Inaction climatique : mais quand va-t-on passer des paroles aux actes ?

Une hirondelle ne fait pas le printemps. Mais visiblement l’espèce humaine, elle, l’a en partie défait… comme toutes les saisons. Nous le savons, le réchauffement de notre planète est une réalité et il est majoritairement d’origine anthropique. Seule option : réduire nos émissions de gaz à effet de serre en changeant notamment notre gestion de l’énergie et nos modes de vie. Et pourtant, si des actions sont menées, elles restent insuffisantes. Pourquoi est-ce si compliqué de passer des paroles aux actes ?

32 tribunes ! 32 rapports pour nous dire que le changement, c’est maintenant ! Il est bien sûr question ici du « changement climatique » mais aussi des changements à accomplir afin de réduire au plus tôt nos émissions de gaz à effet de serre. En effet, ce que le GIEC affirme dans cette 32e édition : c’est qu’à présent, la fenêtre d’action est mince et que l’espèce humaine devra vite revoir sa copie pour limiter le réchauffement à 1,5 au lieu de 2 °C afin de préserver la biodiversité de notre planète. Alors, comment en venir aux applications tangibles, car cela fait longtemps que l’on nous le serine : « faisons vite, ça chauffe ! »

« On n’en est plus au stade de la prise de conscience ! »
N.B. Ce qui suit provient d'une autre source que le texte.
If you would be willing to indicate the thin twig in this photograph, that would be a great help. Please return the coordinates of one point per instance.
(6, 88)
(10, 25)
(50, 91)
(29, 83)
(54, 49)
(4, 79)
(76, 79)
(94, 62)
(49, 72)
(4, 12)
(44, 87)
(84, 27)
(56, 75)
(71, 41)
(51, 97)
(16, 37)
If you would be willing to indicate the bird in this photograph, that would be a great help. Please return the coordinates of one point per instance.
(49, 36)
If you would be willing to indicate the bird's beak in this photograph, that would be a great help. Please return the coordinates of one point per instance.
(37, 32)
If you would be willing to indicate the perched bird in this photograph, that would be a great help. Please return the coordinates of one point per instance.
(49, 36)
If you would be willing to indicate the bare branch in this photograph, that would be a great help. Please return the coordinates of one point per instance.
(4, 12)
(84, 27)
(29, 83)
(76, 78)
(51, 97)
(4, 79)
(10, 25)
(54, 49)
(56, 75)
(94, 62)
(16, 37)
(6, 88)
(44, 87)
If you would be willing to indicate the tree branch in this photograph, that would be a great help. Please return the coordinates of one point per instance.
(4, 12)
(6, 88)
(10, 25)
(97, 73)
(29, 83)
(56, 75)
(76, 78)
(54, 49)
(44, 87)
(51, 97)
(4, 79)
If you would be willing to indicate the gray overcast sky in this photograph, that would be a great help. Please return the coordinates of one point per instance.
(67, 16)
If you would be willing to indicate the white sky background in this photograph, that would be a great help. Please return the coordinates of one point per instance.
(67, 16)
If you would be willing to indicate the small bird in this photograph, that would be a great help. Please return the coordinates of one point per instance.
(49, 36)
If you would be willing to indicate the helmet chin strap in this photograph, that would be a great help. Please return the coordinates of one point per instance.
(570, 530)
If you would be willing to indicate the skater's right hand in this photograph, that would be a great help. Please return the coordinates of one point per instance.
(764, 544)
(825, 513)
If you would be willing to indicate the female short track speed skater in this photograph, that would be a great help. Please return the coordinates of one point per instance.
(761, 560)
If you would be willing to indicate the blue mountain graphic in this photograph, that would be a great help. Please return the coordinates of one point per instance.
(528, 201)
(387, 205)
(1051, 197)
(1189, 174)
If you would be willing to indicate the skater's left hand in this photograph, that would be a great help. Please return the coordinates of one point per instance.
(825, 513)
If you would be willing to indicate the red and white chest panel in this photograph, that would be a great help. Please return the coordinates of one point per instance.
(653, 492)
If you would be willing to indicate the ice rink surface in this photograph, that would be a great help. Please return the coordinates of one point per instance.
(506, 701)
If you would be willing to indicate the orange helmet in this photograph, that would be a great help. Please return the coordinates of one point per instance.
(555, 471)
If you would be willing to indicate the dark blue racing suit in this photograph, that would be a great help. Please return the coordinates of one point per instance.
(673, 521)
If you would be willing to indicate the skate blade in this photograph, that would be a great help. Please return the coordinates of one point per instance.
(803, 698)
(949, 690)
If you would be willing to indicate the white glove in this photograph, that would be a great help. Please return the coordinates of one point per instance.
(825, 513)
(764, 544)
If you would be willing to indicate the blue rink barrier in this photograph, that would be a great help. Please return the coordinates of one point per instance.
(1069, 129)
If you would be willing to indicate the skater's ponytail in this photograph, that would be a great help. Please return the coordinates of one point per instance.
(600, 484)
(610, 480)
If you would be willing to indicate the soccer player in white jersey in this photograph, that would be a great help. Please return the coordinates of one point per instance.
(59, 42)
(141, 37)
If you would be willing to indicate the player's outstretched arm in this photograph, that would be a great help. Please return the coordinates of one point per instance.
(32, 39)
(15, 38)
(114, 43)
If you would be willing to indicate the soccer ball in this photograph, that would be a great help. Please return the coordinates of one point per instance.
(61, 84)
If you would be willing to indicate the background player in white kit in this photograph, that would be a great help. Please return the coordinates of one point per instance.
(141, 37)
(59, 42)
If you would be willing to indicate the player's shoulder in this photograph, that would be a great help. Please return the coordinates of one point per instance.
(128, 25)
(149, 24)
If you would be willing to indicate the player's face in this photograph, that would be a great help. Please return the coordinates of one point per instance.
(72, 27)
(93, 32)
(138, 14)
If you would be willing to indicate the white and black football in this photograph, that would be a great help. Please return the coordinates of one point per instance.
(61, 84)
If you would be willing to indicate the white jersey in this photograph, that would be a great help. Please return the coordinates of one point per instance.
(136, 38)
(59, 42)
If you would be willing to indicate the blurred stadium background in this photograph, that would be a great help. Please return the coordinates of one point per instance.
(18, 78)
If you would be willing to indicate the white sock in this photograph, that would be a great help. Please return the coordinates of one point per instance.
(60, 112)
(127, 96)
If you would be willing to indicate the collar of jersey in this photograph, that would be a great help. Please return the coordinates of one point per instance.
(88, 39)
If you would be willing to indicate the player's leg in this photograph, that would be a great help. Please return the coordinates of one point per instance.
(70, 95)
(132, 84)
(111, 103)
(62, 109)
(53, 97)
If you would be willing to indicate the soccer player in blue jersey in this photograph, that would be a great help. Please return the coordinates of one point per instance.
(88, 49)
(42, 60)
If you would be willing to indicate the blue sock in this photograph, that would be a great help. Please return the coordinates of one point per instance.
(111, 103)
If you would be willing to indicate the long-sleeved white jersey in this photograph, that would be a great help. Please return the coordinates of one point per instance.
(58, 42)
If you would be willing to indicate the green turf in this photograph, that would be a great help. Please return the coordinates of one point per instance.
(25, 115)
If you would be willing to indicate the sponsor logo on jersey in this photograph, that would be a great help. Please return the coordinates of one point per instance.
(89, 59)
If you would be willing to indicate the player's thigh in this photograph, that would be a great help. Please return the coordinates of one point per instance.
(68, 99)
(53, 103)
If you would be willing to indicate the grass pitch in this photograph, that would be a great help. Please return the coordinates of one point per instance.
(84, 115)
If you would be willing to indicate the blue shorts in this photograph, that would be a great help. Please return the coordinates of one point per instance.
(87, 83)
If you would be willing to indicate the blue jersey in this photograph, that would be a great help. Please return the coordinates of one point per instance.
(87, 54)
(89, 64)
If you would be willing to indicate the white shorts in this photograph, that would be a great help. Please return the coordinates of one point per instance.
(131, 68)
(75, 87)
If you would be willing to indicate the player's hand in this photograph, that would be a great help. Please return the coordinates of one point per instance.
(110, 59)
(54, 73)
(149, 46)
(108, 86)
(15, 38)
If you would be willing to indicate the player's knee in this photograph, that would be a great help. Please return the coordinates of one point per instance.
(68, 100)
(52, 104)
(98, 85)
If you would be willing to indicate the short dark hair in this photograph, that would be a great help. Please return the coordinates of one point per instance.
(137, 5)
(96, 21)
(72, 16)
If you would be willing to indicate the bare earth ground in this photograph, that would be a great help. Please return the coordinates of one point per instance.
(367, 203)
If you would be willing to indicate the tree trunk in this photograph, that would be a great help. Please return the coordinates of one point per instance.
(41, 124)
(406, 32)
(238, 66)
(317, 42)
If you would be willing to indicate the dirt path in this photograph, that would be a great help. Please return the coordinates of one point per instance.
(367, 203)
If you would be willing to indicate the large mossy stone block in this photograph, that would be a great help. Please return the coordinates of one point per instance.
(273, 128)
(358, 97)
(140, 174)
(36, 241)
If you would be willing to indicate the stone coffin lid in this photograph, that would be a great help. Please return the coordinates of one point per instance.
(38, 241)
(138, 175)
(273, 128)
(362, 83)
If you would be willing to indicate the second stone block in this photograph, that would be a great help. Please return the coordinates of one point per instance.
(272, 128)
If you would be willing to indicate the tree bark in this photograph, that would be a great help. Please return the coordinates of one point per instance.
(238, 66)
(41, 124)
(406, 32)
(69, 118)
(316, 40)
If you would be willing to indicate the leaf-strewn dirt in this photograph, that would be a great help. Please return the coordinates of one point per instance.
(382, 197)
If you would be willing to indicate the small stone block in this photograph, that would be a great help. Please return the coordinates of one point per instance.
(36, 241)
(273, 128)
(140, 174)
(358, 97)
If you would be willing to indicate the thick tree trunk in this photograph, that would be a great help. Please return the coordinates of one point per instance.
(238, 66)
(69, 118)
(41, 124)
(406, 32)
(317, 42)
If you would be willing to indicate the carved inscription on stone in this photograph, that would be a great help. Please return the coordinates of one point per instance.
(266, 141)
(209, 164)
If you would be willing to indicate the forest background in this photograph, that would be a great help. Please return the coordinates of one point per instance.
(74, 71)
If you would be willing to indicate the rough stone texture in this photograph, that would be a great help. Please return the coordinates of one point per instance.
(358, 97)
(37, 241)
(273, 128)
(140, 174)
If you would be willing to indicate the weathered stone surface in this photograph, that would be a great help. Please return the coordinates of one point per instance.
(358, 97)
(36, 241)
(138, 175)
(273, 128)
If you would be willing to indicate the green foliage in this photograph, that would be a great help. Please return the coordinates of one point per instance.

Hasard de calendrier, l’Institut national d’études démographiques (Ined) a aussi sorti une enquête évaluant l’intérêt que portent les personnes travaillant dans la recherche scientifique sur le réchauffement climatique et comment elles essaient d’agir pour limiter leur impact environnemental. Il s’avère que si, sans surprise, les chercheurs sont parfaitement au fait de la situation, les résultats montrent un décalage entre leur profond désir de modifier leurs comportements et des habitudes fortement émettrices de gaz à effet de serre.

Les travaux détaillent notamment l’usage de matériel informatique coûteux en énergie ou le recours fréquent à l’avion comme moyen de transport privilégié pour participer à divers événements. Comment cela se peut-il ? Les scientifiques comptent parmi les principaux lanceurs d’alertes sur le sujet et pourtant ils polluent. Ne serait-ce pas simplement parce qu’ils sont humains et qu’il est difficile pour chacun d’entre nous de nous limiter dans notre quotidien ?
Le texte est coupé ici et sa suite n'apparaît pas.